午後にFOMCの結果が発表され、政策金利は予想通りに据え置かれた。声明は若干の変更があったものの概ね前回と変わらない。注目のパウエル議長の会見だが、「これまでの進展を考慮し、FOMCは慎重に進めるべき」と慎重姿勢を示す一方で、「潜在成長を上回るGDPで利上げが正当化される可能性。利上げ停止後の再利上げは困難との考えを否定」とも言及し、追加利上げの可能性は温存している。なお、利下げについては考えも話もしていないと述べていた。
予想通りに「タカ派な据え置き」といった雰囲気だが、短期金融市場での追加利上げの期待は若干後退している。市場からは、最近の利回り上昇を考慮すると12月に利上げを実施する可能性は低いとの見方も広まっている模様。
ユーロドルは一時1.05ドル台前半まで下落し、1.05ドル割れをうかがう展開も見られていたものの、FOMCを受けて下げ渋っている。しかし、21日線を下放れる動きも見られ、上値の重い展開がなお続いている。

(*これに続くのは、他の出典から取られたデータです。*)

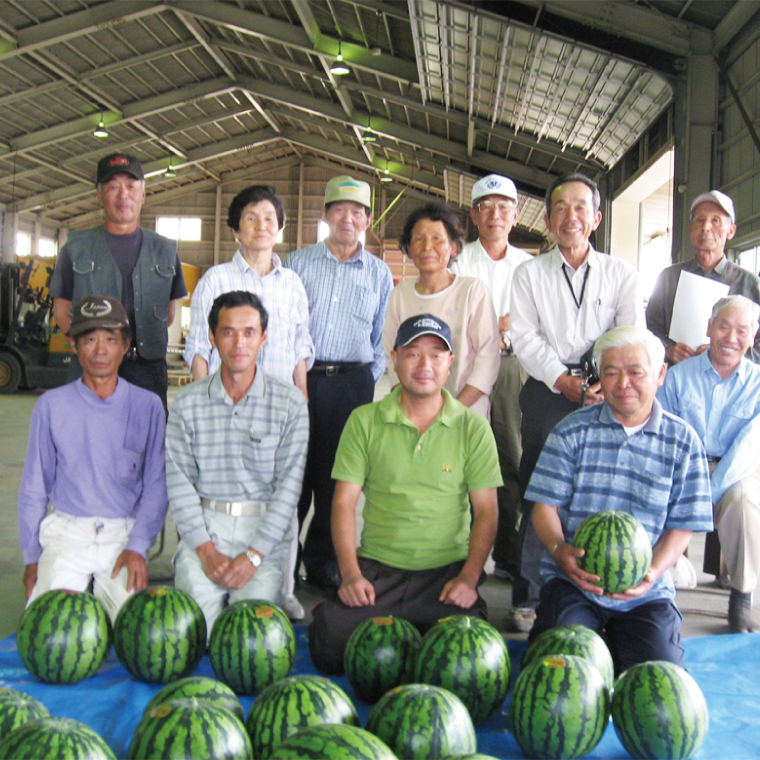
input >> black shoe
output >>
[728,588,752,633]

本日はユーロ自体の特段の材料も無かったが、このところ発表のデータが弱い内容が多く、市場にはECBの早期利下げ期待が根強くあるようだ。
ポンドドルは1.21ドル台で上下動。本日の21日線は1.2180ドル付近に来ているが、その水準の下での推移は継続している。
明日は英中銀の金融政策委員会(MPC)が予定されている。市場では据え置きを確実視している状況だが、直近のデータは利上げ再開を正当化しないとの指摘も出ている。英国の直近データは現在のスタンスを変更するに値するほど変化はしておらず、英中銀が利上げを再開するためのハードルは高いという。
サービスインフレは英中銀の予測を下回っており、賃金の伸びを示す様々なデータと伴に大半のデータは弱含みで推移し続けている。また、英中銀委員の最近のコミュニケーションは当面は様子見を選好していることを示唆している。従って、英中銀は明日、追加利上げの可能性は残すものの、今後の政策決定はバランスよく行われるとの声明に同調すると予想されるという。